LEED e i prodotti chimici per l’edilizia: cosa occorre sapere
Con l’aumento delle aspettative di sostenibilità nel settore edilizio, il ruolo dei prodotti chimici per l’edilizia sta ricevendo una crescente attenzione. LEED è diventato un quadro di riferimento fondamentale per definire le modalità di selezione e documentazione di questi materiali.
Un’introduzione a LEED
Leadership in Energy and Environmental Design (LEED) è uno dei sistemi di certificazione per l’edilizia sostenibile più riconosciuti a livello mondiale. LEED è un sistema di valutazione volontario che analizza gli edifici in base alle loro prestazioni ambientali in diverse categorie. Per gli appaltatori che approvvigionano prodotti chimici per l’edilizia, come sigillanti, adesivi, rivestimenti e composti per la gestione dei cavi, LEED offre trasparenza dei materiali, aumenta la sicurezza chimica e favorisce un approvvigionamento responsabile. È un fattore chiave che ha trasformato il modo in cui i prodotti chimici per l’edilizia vengono selezionati, documentati e applicati.

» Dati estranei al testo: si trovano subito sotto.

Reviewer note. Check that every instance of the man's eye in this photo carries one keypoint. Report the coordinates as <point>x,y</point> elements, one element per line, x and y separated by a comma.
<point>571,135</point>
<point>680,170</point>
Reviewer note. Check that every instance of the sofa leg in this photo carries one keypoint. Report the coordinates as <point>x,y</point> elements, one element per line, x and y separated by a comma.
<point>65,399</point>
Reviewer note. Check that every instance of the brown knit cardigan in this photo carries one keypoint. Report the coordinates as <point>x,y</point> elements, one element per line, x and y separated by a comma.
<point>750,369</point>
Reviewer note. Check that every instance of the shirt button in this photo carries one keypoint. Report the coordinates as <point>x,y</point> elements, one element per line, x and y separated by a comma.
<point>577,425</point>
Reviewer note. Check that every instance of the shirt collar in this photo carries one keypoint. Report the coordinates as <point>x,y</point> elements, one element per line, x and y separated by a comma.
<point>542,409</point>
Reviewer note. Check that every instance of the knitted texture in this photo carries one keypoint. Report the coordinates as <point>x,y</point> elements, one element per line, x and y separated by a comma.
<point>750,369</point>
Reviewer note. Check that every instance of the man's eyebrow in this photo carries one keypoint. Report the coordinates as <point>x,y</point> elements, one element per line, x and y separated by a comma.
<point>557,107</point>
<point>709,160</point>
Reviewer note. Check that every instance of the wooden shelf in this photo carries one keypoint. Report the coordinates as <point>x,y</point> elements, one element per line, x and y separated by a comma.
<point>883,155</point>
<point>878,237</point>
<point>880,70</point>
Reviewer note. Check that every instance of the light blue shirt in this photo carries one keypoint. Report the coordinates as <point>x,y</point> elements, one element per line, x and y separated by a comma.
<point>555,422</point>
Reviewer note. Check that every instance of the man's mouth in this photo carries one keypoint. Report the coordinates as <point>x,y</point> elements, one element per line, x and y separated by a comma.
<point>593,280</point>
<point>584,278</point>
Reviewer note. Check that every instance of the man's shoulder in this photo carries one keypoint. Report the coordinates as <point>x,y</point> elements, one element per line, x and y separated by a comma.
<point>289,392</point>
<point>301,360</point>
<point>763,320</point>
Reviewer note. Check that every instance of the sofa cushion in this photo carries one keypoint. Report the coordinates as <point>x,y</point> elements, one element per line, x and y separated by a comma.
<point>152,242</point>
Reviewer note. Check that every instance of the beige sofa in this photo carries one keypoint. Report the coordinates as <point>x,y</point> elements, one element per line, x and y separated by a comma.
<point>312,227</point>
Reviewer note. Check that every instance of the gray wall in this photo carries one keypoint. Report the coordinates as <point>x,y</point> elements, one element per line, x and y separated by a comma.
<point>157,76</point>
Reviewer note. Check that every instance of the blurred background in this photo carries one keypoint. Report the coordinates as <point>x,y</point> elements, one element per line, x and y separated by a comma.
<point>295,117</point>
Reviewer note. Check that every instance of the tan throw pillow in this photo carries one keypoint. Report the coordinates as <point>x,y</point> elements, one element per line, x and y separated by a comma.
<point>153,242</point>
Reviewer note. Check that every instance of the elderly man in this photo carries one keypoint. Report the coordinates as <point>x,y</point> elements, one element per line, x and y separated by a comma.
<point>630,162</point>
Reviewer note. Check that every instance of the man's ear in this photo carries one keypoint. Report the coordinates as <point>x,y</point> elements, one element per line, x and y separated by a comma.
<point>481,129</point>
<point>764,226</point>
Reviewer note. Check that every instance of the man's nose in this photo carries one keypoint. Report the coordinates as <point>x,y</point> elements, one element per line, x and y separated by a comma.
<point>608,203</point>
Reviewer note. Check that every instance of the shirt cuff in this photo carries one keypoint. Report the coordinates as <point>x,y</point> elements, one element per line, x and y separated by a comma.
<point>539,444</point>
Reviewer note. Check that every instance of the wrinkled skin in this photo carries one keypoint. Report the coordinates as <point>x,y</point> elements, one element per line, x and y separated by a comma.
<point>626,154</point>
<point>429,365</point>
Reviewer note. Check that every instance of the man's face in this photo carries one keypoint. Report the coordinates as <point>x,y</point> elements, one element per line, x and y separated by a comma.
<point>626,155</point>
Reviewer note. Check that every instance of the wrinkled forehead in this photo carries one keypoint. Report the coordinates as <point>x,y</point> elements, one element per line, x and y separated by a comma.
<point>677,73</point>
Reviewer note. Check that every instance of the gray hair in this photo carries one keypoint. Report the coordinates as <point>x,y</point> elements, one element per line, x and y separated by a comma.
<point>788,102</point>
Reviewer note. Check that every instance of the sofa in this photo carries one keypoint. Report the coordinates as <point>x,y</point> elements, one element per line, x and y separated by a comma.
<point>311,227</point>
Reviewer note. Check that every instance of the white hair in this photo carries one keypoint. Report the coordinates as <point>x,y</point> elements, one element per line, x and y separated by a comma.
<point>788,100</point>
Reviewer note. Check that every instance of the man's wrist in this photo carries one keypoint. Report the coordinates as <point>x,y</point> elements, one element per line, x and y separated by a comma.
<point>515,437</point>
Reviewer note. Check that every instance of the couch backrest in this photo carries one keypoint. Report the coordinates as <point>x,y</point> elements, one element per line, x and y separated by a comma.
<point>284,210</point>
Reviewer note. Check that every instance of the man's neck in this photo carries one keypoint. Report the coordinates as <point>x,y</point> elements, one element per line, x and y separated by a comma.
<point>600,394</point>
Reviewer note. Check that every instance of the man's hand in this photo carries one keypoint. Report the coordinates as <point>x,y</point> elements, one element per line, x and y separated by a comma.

Come vengono valutati i prodotti chimici per l’edilizia in LEED
LEED valuta le prestazioni ambientali attraverso una serie di parametri. La sostenibilità viene valutata attraverso 8 categorie chiave:
• Posizione e trasporto (LT)
• Siti sostenibili (SS)
• Efficienza idrica (WE)
• Energia e atmosfera (EA)
• Materiali e risorse (MR)
• Qualità ambientale interna (IEQ)
• Innovazione (IN)
• Priorità regionale (RP)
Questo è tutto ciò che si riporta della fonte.